QIO (Quality Improvement Organization)
F&W has extensive experience assisting hospitals and healthcare systems counter the subjective determinations of the Quality Improvement Organizations, the contractor’s tasked with the responsibility of improving the effectiveness, efficiency, economy and quality of services delivered to Medicare beneficiaries. Our highly skilled team of attorneys, physicians, registered nurses, coders and recovery specialists will work together to closely examines medical records, identify clinical evidence needed to support a claim and craft a compelling argument to overturn the QIO determination. We maintain a high success rate recovering denied and underpaid claims based on the subjective determinations after the fact.
Maryland Medical Assistance Program
We understand the complexities of COMAR billing regulations, including the requirements surrounding the administrative billing process and birth claims, which can both be particularly problematic for providers. We have an extensive knowledge of the Maryland Medicaid appeals process, and utilize our firm’s on-site clinical staff to appeal utilization review/medical necessity denials by Delmarva and to request administrative review by the Department of Health and Mental Hygiene when necessary. Our firm is well versed in the administrative hearing process and can represent the provider at hearing if needed.
Similar to Medicare, TRICARE, utilizes regional contractors to process claims. However, unlike Medicare, which provides five levels of appeal, the TRICARE appeals process only provides three levels of review for denied claims. Furthermore, the type of review available varies depending on whether the denial of benefits involves a medical necessity determination, factual determination, provider authorization, provider sanction, and/or a dual-eligibility determination.

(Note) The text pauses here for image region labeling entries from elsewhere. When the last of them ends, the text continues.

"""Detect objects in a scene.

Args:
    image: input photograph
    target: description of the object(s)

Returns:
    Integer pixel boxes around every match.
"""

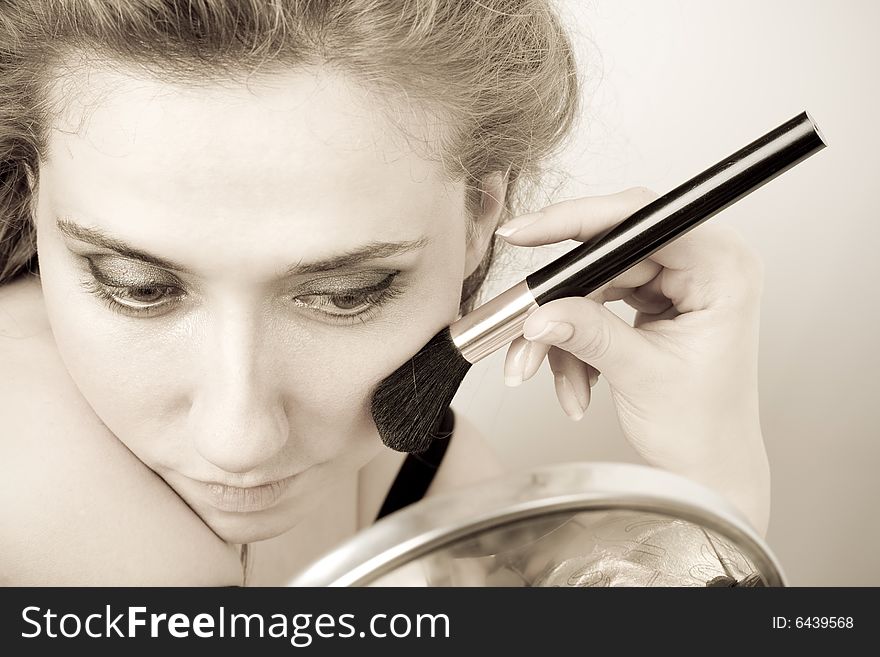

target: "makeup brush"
[372,112,825,452]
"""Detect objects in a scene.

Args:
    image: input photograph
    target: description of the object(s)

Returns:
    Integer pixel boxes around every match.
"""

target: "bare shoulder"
[0,279,240,586]
[426,413,504,496]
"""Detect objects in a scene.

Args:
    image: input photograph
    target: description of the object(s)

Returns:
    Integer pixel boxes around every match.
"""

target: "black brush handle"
[526,112,825,305]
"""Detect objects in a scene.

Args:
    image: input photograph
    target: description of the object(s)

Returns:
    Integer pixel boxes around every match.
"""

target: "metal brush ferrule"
[449,281,538,363]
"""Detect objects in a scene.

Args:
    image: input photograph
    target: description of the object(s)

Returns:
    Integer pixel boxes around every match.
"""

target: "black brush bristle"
[372,328,471,452]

In all TRICARE appeals, the burden of proof is on the appealing party to establish by substantial evidence the appealing party’s right to payment. With limited opportunities to make your case, providers must maximize each available opportunity. We understand the TRICARE appeals process. Whether you have received a denial based on medical necessity, factual determination, provider authorization or a provider liability determination, our team of attorneys, physicians, registered nurses, coders and recovery specialists will work together to craft compelling arguments to overturn your denials.